TRAVAILLER EN GRANDE-BRETAGNE - Les clés d'une recherche d'emploi réussie

À l'occasion de sa quatrième conférence du cycle "Bien vivre en Grande-Bretagne", Londres Accueil, en partenariat avec la Chambre de Commerce Française de Grande-Bretagne, a ouvert ses portes au grand public. Une occasion offerte au plus grand nombre de recevoir de précieux conseils dans la quête d'un emploi à Londres

(Crédit : Corbis)

Comme l'a très bien fait Véronique Revington, en charge du service de recrutement de la CCFGB et animatrice de cette conférence, il est important de rappeler dans un premier temps quelques chiffres clés du marché de l'emploi britannique. Le taux de chômage atteint aujourd'hui 7,9% et même s'il a baissé ces derniers mois du fait des Jeux Olympiques, les prévisions ne tendent pas vers une amélioration.
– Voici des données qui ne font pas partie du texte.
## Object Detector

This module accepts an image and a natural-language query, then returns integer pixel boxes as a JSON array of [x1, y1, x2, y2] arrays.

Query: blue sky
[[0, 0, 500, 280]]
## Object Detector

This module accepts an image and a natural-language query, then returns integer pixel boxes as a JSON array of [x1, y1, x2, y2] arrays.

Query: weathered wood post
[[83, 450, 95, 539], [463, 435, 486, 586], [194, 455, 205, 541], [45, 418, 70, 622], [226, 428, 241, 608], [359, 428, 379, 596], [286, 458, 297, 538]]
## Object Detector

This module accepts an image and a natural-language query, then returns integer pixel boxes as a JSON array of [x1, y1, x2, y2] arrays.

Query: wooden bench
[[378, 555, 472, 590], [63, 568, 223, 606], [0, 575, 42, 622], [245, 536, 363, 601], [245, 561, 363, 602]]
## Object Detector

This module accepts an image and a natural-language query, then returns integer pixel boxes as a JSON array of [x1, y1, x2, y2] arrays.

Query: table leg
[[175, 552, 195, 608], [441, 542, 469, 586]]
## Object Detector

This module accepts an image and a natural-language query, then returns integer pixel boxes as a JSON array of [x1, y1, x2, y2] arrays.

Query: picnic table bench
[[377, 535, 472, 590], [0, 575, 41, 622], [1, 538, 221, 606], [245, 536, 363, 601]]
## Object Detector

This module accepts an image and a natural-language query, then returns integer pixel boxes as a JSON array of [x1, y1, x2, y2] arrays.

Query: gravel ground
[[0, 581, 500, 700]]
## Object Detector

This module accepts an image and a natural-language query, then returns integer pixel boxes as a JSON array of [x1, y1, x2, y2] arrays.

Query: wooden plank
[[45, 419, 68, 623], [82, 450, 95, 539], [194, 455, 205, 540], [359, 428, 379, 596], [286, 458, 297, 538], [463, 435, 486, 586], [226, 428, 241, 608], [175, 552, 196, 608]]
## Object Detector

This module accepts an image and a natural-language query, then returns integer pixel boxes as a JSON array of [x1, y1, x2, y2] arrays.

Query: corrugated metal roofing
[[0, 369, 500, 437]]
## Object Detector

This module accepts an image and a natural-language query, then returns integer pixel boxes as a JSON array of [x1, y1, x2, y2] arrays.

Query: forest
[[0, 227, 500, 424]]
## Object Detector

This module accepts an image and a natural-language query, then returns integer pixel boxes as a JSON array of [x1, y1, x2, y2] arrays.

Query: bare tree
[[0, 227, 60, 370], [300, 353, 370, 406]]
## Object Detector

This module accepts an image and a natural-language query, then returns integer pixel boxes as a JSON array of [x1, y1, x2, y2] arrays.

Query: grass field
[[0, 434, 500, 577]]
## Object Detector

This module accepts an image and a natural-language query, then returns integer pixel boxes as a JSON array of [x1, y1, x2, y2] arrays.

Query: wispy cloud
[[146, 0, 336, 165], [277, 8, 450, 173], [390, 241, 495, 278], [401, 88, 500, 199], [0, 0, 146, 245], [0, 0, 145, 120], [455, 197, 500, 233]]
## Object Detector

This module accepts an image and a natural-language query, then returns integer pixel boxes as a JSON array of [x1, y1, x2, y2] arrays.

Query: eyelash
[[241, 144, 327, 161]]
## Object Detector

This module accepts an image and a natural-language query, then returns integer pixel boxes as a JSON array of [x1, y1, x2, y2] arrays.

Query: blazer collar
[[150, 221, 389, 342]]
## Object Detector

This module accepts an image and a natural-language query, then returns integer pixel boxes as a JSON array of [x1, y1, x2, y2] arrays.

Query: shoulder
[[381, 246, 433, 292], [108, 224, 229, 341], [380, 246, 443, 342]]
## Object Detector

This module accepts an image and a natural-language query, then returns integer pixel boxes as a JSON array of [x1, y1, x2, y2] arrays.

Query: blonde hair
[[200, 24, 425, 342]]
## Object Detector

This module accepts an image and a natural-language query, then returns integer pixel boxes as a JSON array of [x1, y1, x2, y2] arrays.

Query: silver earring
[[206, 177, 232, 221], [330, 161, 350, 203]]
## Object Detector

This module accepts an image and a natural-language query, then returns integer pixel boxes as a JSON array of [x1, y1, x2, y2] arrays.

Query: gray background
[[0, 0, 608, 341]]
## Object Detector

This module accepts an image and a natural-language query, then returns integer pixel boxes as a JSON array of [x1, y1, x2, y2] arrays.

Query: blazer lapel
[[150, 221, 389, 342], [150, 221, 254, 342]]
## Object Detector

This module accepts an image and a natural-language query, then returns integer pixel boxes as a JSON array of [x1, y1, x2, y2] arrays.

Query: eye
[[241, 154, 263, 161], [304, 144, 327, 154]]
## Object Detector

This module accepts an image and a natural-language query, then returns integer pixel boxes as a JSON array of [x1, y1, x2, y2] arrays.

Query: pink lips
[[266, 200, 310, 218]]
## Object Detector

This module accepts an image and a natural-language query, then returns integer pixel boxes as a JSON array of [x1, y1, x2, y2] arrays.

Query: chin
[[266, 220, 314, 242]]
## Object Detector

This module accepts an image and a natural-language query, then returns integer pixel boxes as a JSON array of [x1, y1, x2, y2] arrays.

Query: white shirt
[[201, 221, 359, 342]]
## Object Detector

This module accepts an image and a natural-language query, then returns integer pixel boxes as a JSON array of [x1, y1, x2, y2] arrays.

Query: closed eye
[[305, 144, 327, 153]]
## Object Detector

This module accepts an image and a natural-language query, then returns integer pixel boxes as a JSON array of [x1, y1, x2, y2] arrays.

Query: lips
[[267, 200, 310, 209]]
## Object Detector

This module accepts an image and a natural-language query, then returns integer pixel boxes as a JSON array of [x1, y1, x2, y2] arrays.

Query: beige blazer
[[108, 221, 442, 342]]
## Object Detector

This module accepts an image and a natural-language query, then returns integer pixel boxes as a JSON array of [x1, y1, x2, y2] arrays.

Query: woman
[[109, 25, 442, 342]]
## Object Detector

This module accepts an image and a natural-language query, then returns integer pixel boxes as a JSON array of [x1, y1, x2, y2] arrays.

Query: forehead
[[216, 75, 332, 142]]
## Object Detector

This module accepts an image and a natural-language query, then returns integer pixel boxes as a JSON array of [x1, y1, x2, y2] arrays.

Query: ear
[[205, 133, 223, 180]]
Même si Londres reste quelque peu privilégiée, le marché de l'emploi en Grande-Bretagne se tend comme partout ou presque en Europe. Le mois d'octobre a d'ailleurs vu la plus forte augmentation du nombre de demandeurs d'emploi depuis un an.
65% des femmes travaillent contre 75% des hommes. Le marché de l'emploi britannique compte 14% de travailleurs étrangers et les ressortissants issus de "l'Europe des 14" occupent en majorité des emplois très qualifiés. Enfin, la réputation d'un marché où mobilité et flexibilité sont les maitres mots est de moins en moins vrai. En effet, dans une période économique compliquée, recruter coûte cher et les entreprises ne prennent plus le risque de se tromper. Elles recherchent désormais des candidats opérationnels le plus rapidement possible.

Quel salaire ?

Le revenu minimum est aujourd'hui fixé à 6,19£ de l'heure. Crise oblige, depuis quelques années, on assiste à un tassement du niveau des salaires. Le salaire moyen dans le pays est de 30.876£ pour les hommes et 24.276£ pour les femmes. Il est de 33.760£ tous genres confondus dans la capitale.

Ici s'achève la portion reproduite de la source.